# Instrument Panel Upgrade



## Omen87 (Jul 19, 2013)

I searched around through the forum and found a few posts were people had talked about upgrading their instrument panel to a newer year, but no one ever stated whether or not they were successful. I have a 2011 Eco, and I'd like to have the newer DIC from a 2012 or 13. Has anyone successfully transplanted the panel between model years? Also, is the mileage stored in the ECU or the panel itself?


----------



## Dragonsys (May 27, 2013)

I would be interested in knowing this as well.


----------



## 70AARCUDA (Nov 14, 2010)

Not *directly* compatible, as the* firmware *programs of ALL the multiple computers (engine, body, transmission, etc.) would have to be upgraded at the sametime. And, some hardware, notably the 6T40 automatic transmission valvebody assembly are different.


----------



## Hack (Jul 10, 2013)

What exactly did they change? I have a 2011 1LT and I want to update mine too. I have access to a Tech II and an active dealer account at work. Would it be possible for me to upgrade? 

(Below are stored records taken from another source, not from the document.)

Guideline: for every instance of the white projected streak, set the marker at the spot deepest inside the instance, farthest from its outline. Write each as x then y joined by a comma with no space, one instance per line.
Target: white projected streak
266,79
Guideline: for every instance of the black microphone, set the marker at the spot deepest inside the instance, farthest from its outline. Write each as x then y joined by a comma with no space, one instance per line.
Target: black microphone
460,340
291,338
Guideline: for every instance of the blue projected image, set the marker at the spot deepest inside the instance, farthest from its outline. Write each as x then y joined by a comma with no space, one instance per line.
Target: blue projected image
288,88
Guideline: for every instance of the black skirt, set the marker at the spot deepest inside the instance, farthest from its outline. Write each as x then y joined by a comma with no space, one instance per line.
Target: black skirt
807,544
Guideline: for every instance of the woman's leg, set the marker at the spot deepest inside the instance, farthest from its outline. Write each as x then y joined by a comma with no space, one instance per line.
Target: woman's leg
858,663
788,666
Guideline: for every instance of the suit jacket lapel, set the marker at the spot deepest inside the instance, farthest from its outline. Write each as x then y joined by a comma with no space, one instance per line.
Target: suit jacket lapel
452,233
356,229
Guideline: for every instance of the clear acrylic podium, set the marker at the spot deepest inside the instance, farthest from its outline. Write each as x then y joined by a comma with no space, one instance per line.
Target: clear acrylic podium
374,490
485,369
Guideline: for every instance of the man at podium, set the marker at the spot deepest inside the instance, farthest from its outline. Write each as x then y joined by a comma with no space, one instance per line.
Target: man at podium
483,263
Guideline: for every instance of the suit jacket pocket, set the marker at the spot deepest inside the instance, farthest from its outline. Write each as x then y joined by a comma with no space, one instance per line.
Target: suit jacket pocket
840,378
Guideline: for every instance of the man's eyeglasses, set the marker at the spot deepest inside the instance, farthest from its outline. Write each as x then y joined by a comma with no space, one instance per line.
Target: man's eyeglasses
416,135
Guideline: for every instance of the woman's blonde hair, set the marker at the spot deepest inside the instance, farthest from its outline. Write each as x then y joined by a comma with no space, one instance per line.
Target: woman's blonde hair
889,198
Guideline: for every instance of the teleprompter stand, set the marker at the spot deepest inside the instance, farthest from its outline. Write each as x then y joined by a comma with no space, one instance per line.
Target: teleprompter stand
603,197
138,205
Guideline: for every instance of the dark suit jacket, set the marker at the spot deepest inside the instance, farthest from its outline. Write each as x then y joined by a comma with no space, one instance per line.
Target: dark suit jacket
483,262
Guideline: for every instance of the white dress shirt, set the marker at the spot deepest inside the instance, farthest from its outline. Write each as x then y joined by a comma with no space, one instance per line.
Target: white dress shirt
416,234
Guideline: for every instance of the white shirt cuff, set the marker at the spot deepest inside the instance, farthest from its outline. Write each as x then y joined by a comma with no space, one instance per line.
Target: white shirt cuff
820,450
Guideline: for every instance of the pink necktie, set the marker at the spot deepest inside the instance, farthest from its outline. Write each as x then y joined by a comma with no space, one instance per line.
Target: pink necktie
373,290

Sent from AutoGuide.com Free App


----------



## 70AARCUDA (Nov 14, 2010)

With your *Tech II *access, it should be rather simple for *you* to lookup the firmware number differences between each model year, just use _exactly_ the same model configuration for _each_ year (2011, 2012, 2013).

...see this earlier posting about all the different computers: http://www.cruzetalk.com/forum/36-a...ut-nary-byte-sense-post117758.html#post117758


----------



## Hack (Jul 10, 2013)

Would I, in theory, be able to flash a complete configuration from a 2013 2LT for example? What changes did they make to the valvebody? Would a 2013 flash even be compatible? Sorry, I'm on the learning curve and I'm just soaking up info lol. 

I may try this on Monday

Sent from AutoGuide.com Free App


----------



## Hack (Jul 10, 2013)

I was under the impression that there would be some type of security in place, either in GMs database oron the Tech2 itself, to prevent me from flashing firmware that wasn't applicable to my VIN

Sent from AutoGuide.com Free App


----------



## brianguy1979 (Jun 17, 2012)

This is what need need to do to all of our Cruze's!! Our Chevrolet Cruze/Buick Verano Custom Cluster Offerings - YouTube


----------



## kfr291 (Aug 11, 2012)

okay that is kinda cool


----------



## brianguy1979 (Jun 17, 2012)

Did anyone ever figure this out? I want to upgrade mine to look like the newer ones!


----------